In 2019, Judge Malcolm J. Howard of the U.S. District Court for the Eastern District of North Carolina struck down the uniform policy as unconstitutional, saying the skirts requirement “causes the girls to suffer a burden the boys do not, simply because they are female.”

In 2021, a panel of three judges in the U.S. Court of Appeals for the Fourth Circuit reversed the district court’s judgment, court documents show. That decision was vacated by a vote by the full court of judges, who, in the most recent appeal. had to determine if the charter school was a public entity, the documents show.

Charter Day School, a tuition-free school of more than 900 students in southeastern North Carolina, argued that it was private and, therefore, that the Constitution’s equal protection clause, which protects individuals from discrimination by public entities, did not apply.

But the school receives 95 percent of its funding from federal, state and local government authorities, the judges said, and it must follow the same guidelines as public schools, which are prohibited from enacting discriminatory dress codes. While the court settled the question of whether Charter Day’s dress code violated the 14th Amendment, a district court will reconsider whether it also violates Title IX, which prohibits sex-based discrimination, at a later date.

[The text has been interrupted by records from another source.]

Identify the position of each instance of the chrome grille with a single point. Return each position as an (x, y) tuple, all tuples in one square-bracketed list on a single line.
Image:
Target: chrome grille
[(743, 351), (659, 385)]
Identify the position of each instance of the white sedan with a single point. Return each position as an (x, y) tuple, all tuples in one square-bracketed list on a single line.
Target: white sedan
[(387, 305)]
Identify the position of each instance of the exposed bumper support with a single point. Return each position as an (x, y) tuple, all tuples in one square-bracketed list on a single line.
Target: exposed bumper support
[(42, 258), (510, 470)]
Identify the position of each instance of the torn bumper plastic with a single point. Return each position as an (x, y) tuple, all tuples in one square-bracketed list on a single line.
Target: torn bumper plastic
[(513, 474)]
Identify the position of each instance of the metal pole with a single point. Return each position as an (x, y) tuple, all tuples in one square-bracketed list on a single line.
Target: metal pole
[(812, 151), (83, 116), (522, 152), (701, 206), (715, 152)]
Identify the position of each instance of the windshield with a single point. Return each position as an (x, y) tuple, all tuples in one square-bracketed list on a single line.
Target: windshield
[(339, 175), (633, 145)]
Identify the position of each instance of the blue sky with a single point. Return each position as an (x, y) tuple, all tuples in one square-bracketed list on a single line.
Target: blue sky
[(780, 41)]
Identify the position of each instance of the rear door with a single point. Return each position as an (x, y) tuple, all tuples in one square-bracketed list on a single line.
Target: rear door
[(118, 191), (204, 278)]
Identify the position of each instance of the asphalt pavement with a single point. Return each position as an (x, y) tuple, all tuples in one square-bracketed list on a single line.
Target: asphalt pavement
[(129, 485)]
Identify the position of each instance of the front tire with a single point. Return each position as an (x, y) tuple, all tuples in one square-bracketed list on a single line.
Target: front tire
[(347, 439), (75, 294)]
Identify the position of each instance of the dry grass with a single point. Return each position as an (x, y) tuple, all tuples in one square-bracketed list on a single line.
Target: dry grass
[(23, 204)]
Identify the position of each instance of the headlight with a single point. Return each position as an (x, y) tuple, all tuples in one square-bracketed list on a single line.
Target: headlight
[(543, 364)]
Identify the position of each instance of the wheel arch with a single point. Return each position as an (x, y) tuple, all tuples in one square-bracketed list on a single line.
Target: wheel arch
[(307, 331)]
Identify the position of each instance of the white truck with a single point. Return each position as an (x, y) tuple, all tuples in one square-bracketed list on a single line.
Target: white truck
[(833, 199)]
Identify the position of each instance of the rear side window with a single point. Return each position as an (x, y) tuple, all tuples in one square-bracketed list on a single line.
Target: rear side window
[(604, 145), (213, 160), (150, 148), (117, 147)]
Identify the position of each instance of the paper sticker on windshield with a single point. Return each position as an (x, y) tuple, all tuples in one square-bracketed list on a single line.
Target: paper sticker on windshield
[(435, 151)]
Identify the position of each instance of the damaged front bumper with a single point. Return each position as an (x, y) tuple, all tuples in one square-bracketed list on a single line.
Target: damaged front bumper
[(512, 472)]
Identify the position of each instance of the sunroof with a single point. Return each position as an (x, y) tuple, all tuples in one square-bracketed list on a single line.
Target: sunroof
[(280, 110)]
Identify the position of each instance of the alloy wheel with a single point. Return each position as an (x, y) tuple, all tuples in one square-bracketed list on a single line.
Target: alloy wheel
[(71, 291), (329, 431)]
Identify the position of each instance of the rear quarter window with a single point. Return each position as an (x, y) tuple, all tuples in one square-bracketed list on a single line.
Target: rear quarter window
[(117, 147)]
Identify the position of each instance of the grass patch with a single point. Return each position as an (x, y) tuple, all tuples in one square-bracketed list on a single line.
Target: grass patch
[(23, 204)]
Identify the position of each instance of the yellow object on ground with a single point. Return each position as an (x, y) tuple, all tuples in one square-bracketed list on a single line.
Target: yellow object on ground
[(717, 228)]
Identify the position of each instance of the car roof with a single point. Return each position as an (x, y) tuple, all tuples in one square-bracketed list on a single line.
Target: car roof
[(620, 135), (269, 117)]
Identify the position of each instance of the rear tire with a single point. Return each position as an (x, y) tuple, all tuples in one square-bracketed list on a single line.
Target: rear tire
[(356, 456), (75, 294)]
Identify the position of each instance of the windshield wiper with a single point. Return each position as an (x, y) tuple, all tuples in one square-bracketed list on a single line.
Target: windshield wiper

Galen Sherwin, a senior staff lawyer at the A.C.L.U.’s Women’s Rights Project who represented the plaintiffs, said even though the ruling was limited to North Carolina, she believes that it could have broader implications for dress codes elsewhere.

“It’s very significant on the question of the charter schools and the availability for constitutional protections,” Ms. Sherwin said about the ruling in a phone interview. “Certainly it should put public charter schools across the country on alert that they should be expected to comply.”